Dieter Bohlen ist als knallharter Juror bei „Deutschland sucht den Superstar“ bekannt. Mit seinen direkten Kommentaren bringt der Pop-Titan die Kandidaten regelmäßig ins Schwitzen. Jetzt zeigt sich der 72-Jährige jedoch von einer ganz anderen Seite und spricht offen über eine schmerzhafte Zeit in seinem Leben.
Auf Instagram gewährt Dieter Bohlen (72) seinen Fans immer wieder private Einblicke. Nun sprach der Musiker auch über seine Schulzeit – und die war nach eigenen Worten alles andere als unbeschwert.
„Meine schlimmste Zeit… grausam!“
Ein Fan wollte von dem DSDS-Juror wissen, wie er seine Schulzeit erlebt habe. „Meine schlimmste Zeit… grausam!“, lautete seine klare Antwort. Dabei waren weder schlechte Noten noch Streit mit Lehrkräften der Grund.
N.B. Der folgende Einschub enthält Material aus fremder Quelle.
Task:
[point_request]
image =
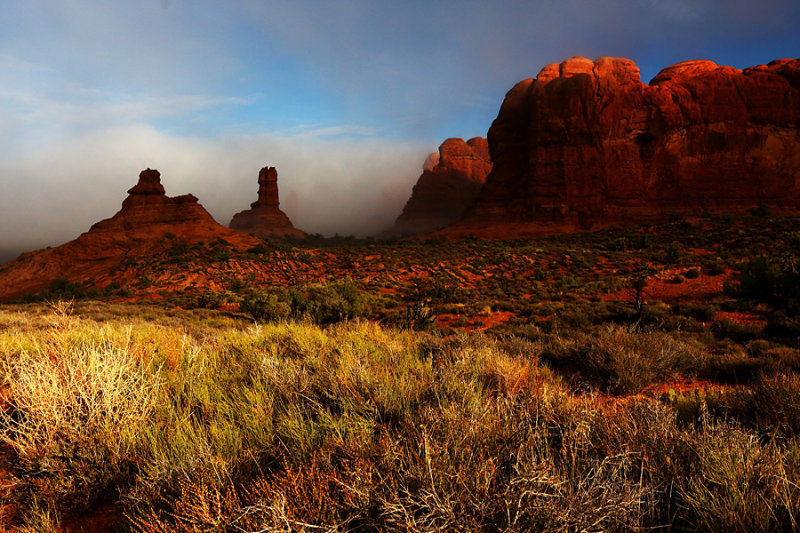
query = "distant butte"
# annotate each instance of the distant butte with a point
(148, 221)
(587, 143)
(451, 180)
(264, 218)
(148, 209)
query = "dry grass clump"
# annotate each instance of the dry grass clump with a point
(624, 360)
(287, 427)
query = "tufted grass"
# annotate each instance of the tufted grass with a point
(289, 427)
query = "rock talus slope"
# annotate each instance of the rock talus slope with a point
(587, 143)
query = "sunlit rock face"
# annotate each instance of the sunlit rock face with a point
(148, 223)
(264, 218)
(451, 180)
(587, 142)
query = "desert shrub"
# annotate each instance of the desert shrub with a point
(326, 303)
(772, 281)
(264, 307)
(673, 253)
(692, 273)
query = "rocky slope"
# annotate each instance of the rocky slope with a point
(264, 218)
(588, 143)
(148, 222)
(451, 180)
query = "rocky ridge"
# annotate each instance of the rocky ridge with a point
(587, 143)
(450, 181)
(148, 222)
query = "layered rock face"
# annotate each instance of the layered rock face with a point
(448, 186)
(148, 222)
(264, 218)
(587, 142)
(147, 207)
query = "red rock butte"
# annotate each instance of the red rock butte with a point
(148, 221)
(264, 218)
(587, 143)
(451, 180)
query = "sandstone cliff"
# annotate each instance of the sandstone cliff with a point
(451, 180)
(587, 143)
(148, 222)
(264, 218)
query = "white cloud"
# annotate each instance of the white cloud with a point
(335, 186)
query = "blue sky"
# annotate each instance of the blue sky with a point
(344, 98)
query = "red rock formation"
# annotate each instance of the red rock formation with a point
(587, 143)
(148, 207)
(264, 218)
(448, 186)
(148, 222)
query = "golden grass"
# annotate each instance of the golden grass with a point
(288, 426)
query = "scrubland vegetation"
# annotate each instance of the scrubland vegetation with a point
(196, 423)
(363, 403)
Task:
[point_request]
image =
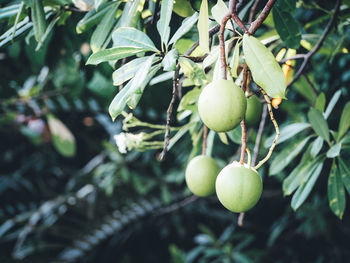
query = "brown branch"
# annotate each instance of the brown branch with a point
(259, 135)
(169, 111)
(318, 45)
(261, 18)
(205, 137)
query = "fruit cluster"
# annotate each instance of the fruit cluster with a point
(222, 105)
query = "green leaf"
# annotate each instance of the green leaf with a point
(136, 96)
(316, 146)
(131, 37)
(63, 140)
(299, 175)
(286, 133)
(38, 18)
(9, 11)
(319, 124)
(223, 138)
(203, 26)
(185, 27)
(131, 13)
(163, 23)
(121, 99)
(336, 193)
(320, 103)
(235, 60)
(287, 27)
(265, 69)
(189, 101)
(344, 123)
(127, 71)
(344, 173)
(286, 156)
(169, 61)
(192, 71)
(286, 5)
(113, 54)
(219, 11)
(103, 29)
(334, 151)
(305, 189)
(332, 103)
(92, 18)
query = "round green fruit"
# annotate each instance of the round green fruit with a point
(254, 109)
(183, 8)
(238, 187)
(201, 173)
(222, 105)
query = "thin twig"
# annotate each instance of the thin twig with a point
(269, 107)
(253, 11)
(259, 135)
(261, 18)
(256, 151)
(318, 45)
(205, 137)
(169, 111)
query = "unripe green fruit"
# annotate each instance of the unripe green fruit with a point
(222, 105)
(183, 8)
(254, 109)
(238, 187)
(201, 173)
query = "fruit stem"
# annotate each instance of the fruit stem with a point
(205, 136)
(249, 157)
(269, 107)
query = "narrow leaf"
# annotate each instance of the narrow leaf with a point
(287, 27)
(103, 29)
(121, 99)
(286, 156)
(235, 60)
(345, 174)
(344, 123)
(112, 54)
(316, 146)
(334, 151)
(319, 124)
(192, 71)
(131, 37)
(320, 103)
(219, 11)
(265, 69)
(305, 189)
(287, 132)
(163, 23)
(127, 71)
(62, 138)
(332, 103)
(300, 175)
(185, 27)
(203, 26)
(170, 60)
(38, 18)
(336, 193)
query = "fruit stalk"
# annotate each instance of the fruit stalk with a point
(269, 107)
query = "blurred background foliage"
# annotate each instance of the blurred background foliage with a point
(87, 202)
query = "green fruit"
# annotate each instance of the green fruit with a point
(222, 105)
(238, 187)
(201, 173)
(254, 109)
(183, 8)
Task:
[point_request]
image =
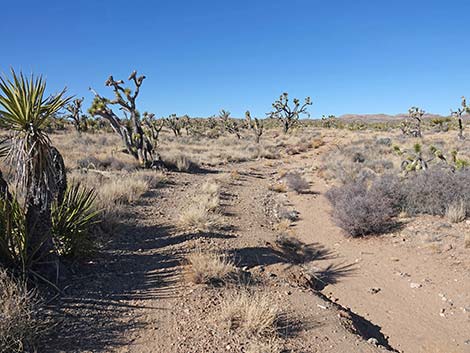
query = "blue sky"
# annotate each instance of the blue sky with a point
(202, 56)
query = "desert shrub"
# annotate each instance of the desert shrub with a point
(210, 268)
(296, 182)
(271, 346)
(293, 249)
(253, 314)
(106, 163)
(456, 212)
(72, 220)
(124, 190)
(361, 210)
(20, 318)
(179, 162)
(358, 162)
(431, 192)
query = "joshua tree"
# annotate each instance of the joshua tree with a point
(414, 161)
(37, 165)
(230, 125)
(289, 116)
(255, 125)
(328, 121)
(79, 120)
(416, 114)
(153, 127)
(176, 123)
(130, 128)
(458, 114)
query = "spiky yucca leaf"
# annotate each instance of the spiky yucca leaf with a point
(24, 111)
(13, 236)
(72, 219)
Im Gegenteil: Dieter Bohlen gehörte zu den besten Schülern, übersprang sogar eine Klasse und legte bereits mit 17 Jahren sein Abitur ab. Doch genau dieser schulische Erfolg sowie sein Ruf als Sohn eines wohlhabenden Bauunternehmers machten ihn zur Zielscheibe. Schon früh sah er sich mit Neid und Ablehnung konfrontiert – mit dramatischen Folgen.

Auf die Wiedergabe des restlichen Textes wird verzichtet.